Bonds for all seasons

There’s no question that bonds are sensitive to rising rates. In such an environment, investors tend to replace lower-yielding bonds with newer, higher-yielding bonds, causing the prices of lower-yielding bonds to fall. But that doesn’t mean investors shouldn’t consider bond mutual funds as rates are rising, as is expected in coming months as the Federal Reserve moves to normalize monetary policy.

Bond funds
Because they always are investing and reinvesting new flows and sale proceeds, respectively, bond mutual funds provide a potential dual benefit: the opportunity to purchase bonds at lower prices (as rates rise, bond prices fall) and the potential to receive more income (as bond prices fall, yields rise).

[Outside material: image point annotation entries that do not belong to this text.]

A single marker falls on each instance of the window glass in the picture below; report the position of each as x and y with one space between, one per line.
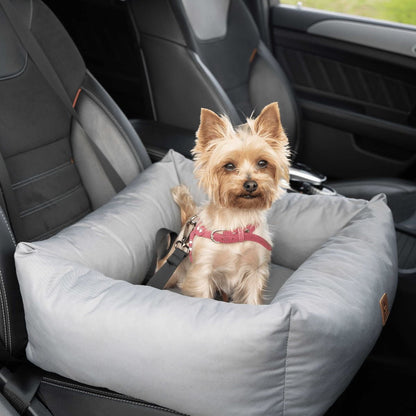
402 11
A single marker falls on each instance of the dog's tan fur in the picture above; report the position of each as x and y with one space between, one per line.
240 270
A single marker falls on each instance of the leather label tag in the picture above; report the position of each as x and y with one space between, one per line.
384 306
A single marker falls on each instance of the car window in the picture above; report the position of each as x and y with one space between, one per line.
401 11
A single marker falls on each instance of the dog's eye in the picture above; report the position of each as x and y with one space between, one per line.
229 166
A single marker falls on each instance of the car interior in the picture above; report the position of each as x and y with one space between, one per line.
140 71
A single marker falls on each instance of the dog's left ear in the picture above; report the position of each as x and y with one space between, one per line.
268 125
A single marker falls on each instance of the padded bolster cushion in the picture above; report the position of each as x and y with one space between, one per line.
87 320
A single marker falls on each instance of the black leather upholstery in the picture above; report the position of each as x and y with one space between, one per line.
245 70
56 179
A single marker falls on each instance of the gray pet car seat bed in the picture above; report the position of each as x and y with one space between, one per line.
89 319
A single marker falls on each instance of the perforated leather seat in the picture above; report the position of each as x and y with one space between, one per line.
56 178
210 54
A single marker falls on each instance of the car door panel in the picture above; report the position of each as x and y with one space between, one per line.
358 98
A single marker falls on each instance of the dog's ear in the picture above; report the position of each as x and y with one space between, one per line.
211 127
268 124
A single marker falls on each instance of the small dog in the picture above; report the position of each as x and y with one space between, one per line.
242 171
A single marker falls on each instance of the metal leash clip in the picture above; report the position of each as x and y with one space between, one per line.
189 226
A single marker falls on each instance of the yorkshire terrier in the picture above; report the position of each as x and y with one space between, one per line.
243 171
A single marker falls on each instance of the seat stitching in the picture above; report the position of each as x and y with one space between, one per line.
116 123
5 308
38 176
50 202
109 397
4 319
53 141
8 227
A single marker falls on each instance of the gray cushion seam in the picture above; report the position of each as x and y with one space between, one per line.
5 309
286 359
54 230
16 74
80 390
112 118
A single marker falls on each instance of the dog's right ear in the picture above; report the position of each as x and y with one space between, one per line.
211 127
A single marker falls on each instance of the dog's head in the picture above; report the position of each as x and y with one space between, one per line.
243 167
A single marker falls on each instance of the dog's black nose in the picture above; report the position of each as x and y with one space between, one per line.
250 186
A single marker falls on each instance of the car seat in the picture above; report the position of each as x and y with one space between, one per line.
58 168
54 177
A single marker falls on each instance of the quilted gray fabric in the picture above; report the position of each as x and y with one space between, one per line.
88 321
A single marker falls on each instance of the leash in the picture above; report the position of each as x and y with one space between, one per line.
183 247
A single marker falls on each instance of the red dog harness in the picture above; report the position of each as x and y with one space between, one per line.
227 237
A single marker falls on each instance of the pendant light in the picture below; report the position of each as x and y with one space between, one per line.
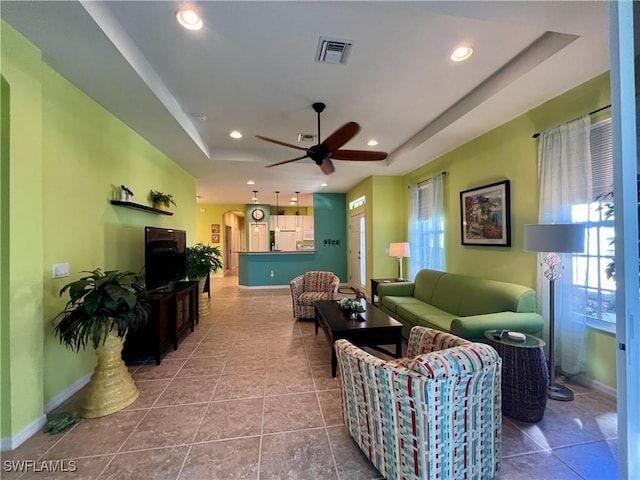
277 208
255 201
297 211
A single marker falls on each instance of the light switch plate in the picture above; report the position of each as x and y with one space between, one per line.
60 270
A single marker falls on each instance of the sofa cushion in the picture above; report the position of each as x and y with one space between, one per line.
309 298
425 284
439 322
455 361
464 296
414 311
391 303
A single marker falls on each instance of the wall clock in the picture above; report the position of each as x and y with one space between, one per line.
257 214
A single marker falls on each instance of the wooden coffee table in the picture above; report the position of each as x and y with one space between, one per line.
374 329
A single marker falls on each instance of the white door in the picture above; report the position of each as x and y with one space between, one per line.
258 241
357 252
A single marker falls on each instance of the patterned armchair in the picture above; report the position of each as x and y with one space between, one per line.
433 415
309 288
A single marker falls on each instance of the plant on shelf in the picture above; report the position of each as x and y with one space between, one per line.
351 305
160 199
102 308
202 259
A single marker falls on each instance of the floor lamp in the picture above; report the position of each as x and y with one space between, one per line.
554 238
399 250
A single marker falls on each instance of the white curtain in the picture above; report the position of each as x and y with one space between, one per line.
564 171
426 226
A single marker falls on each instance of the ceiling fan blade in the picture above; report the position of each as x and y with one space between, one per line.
341 136
281 143
327 167
286 161
359 155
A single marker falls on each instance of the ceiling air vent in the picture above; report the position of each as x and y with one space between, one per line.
306 137
333 50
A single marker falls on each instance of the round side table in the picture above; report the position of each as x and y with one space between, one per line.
525 377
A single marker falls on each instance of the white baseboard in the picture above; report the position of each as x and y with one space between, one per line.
66 394
259 287
11 443
601 387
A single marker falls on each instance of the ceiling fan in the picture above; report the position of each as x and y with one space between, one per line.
322 153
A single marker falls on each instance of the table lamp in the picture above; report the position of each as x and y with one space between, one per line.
400 250
554 238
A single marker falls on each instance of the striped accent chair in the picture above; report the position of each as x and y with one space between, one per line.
308 288
433 415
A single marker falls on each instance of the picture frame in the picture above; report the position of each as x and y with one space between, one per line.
485 215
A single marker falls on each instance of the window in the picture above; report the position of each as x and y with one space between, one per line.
426 227
591 267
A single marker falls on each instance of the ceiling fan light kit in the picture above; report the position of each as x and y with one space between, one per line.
323 152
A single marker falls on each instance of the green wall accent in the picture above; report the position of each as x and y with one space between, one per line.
510 153
69 157
5 332
22 68
385 212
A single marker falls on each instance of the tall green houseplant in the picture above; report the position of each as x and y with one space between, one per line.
202 259
102 308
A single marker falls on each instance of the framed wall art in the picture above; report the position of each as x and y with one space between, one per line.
485 215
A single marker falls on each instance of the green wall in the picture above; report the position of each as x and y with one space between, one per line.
385 222
68 158
510 153
5 332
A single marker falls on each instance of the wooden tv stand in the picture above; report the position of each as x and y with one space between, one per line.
174 314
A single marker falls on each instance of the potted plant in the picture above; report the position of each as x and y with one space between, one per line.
102 308
202 259
160 199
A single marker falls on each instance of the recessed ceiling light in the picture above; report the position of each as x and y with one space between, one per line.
461 52
189 18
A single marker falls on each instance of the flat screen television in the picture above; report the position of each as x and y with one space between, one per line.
165 256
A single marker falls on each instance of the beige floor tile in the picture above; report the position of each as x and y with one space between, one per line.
167 369
203 366
247 385
283 381
97 436
331 406
166 427
87 468
230 419
227 459
291 412
302 455
188 390
149 392
350 460
157 464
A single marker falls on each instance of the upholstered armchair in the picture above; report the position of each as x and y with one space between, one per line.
433 415
309 288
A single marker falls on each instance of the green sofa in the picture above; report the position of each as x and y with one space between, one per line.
459 304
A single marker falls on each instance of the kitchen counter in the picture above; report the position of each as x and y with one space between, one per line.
279 252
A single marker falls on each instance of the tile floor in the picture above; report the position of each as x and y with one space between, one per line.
249 395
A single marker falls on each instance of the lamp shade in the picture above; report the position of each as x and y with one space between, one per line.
400 249
554 237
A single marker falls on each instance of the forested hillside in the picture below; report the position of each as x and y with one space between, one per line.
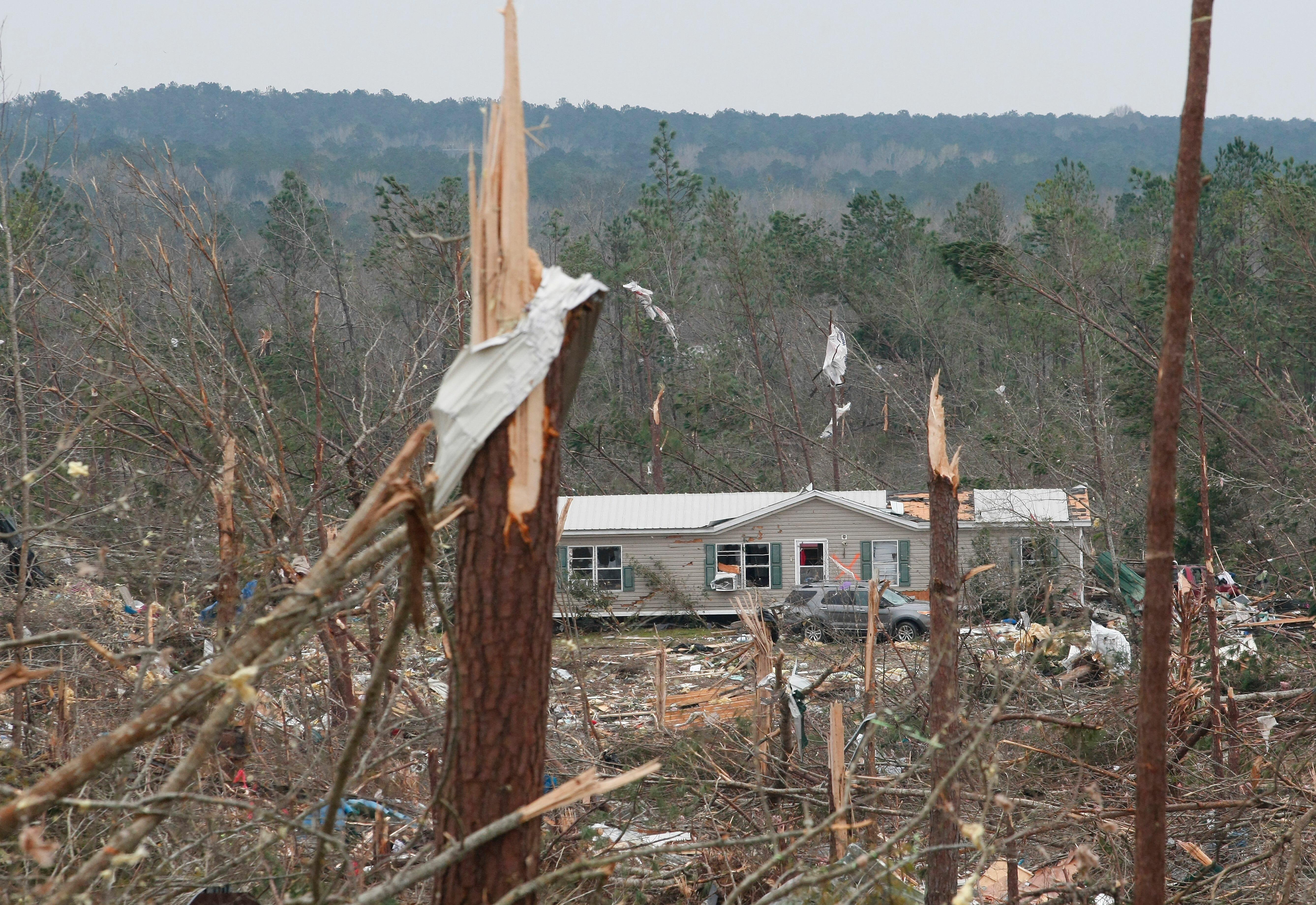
1042 323
347 141
227 316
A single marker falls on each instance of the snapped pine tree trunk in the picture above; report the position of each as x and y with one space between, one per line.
506 557
943 649
1153 673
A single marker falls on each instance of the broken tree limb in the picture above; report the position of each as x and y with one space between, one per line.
943 650
1153 677
576 790
131 837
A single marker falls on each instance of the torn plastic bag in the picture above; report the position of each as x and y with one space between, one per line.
833 361
1113 648
489 382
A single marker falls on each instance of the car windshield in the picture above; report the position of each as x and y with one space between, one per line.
894 599
799 598
844 598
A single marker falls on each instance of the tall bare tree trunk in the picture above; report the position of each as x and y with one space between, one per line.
1209 591
1150 816
836 439
20 410
655 427
943 649
227 593
1090 404
790 383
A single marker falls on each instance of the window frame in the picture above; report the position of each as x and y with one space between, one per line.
799 579
739 552
573 571
1028 542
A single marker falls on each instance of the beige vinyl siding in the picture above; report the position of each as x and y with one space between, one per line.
682 556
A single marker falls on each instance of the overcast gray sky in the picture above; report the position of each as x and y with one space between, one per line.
772 56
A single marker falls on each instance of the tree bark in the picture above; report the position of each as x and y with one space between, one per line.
227 591
1209 591
502 654
655 429
790 385
943 650
1150 817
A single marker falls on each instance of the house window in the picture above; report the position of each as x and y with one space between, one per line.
886 561
601 566
751 561
811 562
757 566
1030 553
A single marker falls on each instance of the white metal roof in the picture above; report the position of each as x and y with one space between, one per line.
683 512
1022 506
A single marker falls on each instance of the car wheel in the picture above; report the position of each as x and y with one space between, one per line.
906 632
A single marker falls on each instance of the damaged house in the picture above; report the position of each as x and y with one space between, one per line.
690 553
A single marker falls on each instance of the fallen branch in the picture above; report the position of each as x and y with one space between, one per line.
574 790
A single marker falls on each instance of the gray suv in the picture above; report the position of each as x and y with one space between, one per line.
819 611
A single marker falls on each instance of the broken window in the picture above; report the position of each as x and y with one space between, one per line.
886 561
811 558
599 566
1030 553
753 562
758 566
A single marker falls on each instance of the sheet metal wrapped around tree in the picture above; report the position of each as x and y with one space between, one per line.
490 381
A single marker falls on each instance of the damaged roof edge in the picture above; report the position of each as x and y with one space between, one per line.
728 523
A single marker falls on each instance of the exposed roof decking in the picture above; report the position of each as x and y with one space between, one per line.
1011 507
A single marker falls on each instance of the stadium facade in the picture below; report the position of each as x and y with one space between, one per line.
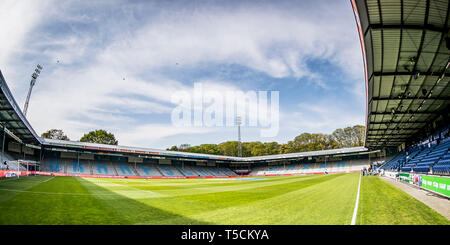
23 149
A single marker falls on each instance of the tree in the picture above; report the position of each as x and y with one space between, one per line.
349 136
56 134
100 136
342 137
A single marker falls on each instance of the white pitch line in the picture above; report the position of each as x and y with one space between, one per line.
58 193
355 211
48 179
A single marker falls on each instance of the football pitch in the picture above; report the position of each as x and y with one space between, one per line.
282 200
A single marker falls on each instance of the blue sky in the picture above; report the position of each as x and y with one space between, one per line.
115 64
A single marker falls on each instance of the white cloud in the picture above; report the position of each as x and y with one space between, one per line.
87 90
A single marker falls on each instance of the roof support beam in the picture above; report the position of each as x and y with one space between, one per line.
427 27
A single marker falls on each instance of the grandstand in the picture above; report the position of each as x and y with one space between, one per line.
406 53
406 62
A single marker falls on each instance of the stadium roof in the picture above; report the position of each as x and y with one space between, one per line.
12 118
155 152
405 45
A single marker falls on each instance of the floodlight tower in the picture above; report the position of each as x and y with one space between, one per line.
238 122
35 75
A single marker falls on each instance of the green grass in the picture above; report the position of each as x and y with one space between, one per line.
384 204
315 199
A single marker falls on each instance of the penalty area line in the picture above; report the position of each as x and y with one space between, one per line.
355 211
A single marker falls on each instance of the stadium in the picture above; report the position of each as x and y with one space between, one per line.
405 47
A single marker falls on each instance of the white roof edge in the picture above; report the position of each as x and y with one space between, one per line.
209 156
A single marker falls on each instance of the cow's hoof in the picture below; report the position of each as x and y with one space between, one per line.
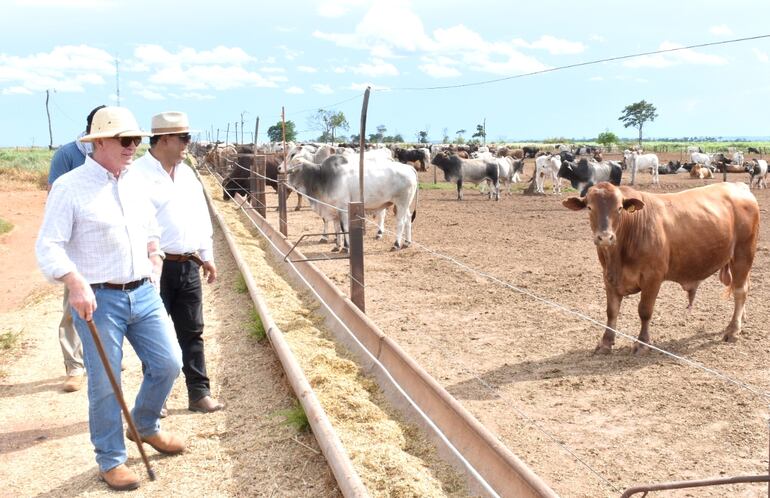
730 337
640 349
602 349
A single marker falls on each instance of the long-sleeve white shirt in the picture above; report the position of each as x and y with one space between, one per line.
183 216
98 225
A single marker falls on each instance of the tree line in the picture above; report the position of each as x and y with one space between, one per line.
330 123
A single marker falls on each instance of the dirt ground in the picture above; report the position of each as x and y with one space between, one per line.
245 450
589 425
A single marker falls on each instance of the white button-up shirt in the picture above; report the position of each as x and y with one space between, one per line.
183 216
98 225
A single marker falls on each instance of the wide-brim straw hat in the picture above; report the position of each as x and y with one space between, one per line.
114 122
170 122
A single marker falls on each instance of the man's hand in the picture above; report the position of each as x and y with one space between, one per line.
82 297
209 271
157 268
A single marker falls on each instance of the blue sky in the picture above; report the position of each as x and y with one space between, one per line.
220 60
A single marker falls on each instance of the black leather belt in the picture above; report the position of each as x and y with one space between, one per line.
181 258
124 287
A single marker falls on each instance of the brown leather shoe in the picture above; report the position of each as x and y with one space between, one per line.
164 442
120 478
73 383
206 404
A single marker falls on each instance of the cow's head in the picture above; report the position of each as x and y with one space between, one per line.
607 206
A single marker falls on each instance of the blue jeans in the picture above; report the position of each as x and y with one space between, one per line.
140 317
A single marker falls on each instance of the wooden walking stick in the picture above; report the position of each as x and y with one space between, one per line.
119 395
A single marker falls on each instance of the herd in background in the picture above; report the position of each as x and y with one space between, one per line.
329 174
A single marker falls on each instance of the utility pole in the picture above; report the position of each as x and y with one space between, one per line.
50 133
117 79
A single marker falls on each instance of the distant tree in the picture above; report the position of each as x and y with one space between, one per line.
637 114
328 122
481 132
275 135
460 134
607 138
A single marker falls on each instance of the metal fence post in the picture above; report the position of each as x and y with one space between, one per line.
356 228
282 226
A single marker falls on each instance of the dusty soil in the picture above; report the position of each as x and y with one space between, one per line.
245 450
589 425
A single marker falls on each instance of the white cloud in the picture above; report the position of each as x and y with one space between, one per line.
289 53
68 68
336 8
388 29
360 87
150 95
439 71
323 89
553 45
687 56
721 30
16 90
377 68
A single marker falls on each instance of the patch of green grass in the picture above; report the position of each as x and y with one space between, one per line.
9 339
240 285
255 328
295 417
5 226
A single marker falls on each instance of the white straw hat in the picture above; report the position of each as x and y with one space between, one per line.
170 122
114 122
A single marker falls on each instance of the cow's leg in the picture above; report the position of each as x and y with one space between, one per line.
613 308
380 224
400 218
743 258
646 306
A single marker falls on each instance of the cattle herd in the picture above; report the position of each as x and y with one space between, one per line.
633 230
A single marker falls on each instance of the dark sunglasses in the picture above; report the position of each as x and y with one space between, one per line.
127 141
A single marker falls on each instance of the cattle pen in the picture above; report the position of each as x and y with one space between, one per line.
460 302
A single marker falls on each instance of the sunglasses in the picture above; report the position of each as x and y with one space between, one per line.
127 141
184 138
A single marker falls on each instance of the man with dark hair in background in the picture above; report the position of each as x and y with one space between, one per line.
67 158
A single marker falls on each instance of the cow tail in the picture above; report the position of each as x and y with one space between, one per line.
726 277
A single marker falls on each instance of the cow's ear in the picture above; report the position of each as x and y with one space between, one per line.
574 203
632 204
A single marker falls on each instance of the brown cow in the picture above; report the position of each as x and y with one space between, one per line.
643 239
700 171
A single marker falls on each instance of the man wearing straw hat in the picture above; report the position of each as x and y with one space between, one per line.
99 236
186 241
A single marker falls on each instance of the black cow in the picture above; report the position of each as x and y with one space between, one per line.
411 155
475 171
585 174
530 151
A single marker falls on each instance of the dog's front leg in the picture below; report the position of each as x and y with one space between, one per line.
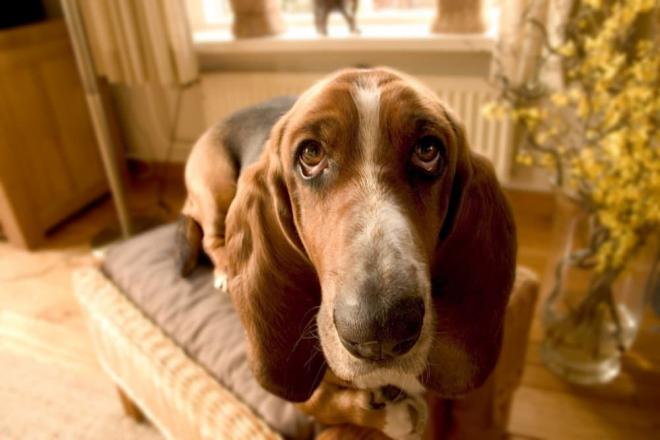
387 410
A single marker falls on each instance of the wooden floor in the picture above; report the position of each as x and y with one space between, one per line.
39 315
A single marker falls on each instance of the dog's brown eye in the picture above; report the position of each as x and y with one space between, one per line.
428 154
312 158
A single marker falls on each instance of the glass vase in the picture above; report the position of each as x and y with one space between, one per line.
591 318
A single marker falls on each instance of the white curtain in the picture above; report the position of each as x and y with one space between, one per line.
140 41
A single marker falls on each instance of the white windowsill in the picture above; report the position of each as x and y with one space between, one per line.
219 41
373 38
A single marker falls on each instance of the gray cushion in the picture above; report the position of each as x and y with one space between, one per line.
198 318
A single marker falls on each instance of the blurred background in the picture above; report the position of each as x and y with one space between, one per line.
101 102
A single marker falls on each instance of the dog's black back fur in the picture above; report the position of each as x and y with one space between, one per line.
245 132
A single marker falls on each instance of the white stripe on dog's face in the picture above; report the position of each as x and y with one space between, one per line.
385 241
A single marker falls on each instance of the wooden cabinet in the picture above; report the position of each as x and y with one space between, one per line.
50 166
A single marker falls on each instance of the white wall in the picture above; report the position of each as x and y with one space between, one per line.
147 118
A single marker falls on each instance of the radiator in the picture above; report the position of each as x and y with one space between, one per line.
225 93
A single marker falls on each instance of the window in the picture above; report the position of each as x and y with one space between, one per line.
211 19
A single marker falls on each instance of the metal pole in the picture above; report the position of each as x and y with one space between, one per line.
97 111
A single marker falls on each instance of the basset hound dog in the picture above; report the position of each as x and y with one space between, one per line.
369 253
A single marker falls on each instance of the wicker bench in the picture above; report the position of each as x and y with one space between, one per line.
185 398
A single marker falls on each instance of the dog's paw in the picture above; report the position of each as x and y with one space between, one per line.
405 415
220 281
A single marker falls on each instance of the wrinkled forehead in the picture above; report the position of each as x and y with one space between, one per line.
375 97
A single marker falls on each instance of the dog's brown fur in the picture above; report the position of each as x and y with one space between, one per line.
284 239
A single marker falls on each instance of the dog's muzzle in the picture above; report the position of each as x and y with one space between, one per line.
378 325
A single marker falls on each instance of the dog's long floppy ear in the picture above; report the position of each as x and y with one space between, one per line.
472 275
272 283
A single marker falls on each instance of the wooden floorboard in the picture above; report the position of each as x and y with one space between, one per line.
39 315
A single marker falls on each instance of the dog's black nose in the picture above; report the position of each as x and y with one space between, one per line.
377 329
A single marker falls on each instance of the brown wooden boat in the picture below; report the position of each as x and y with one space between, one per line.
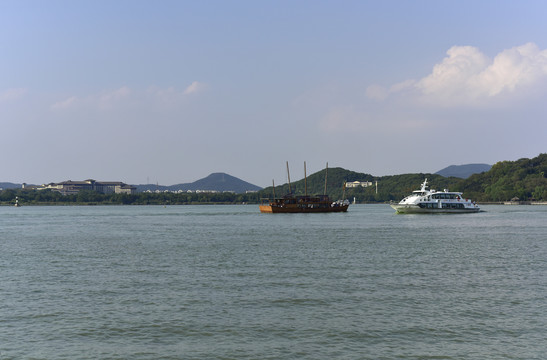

Short- and intermediate-term bond funds
Because of their shorter duration relative to long-term bonds, short- and intermediate-term bonds – from 1- to less than 10-year maturities – may provide some protection against principal deterioration when rates are rising; they also offer the potential for more income as maturing lower-yielding bonds are replaced with new higher-yielding bonds.

Floating-rate bond funds
Because they invest in low-duration debt securities whose rates reset with the market, floating-rate bond funds may provide some protection against principal deterioration in a rising-rate market and provide more income as rates rise.

Multi-sector bond funds
Because they invest across asset classes with an emphasis on corporate credit, multi-sector bond funds tend to be less sensitive to rising rates while also offering the potential to participate in a growing economy that typically accompanies a rising-rate environment.

Municipal bond funds
In many ways, municipal bonds are more like corporate than Treasury bonds: they are backed by state and local governments and taxing authorities whose revenues generally are tied to the economy. So if rates are rising because the economy is growing, that is good for tax revenue. Muni bond funds usually are free from federal taxation, as well.1



Why bonds in a rising-rate environment?

Interest rates typically rise when the economy is strengthening—a factor that’s just as if not more important as the level of interest rates in regards to the performance of corporate and emerging-market bonds.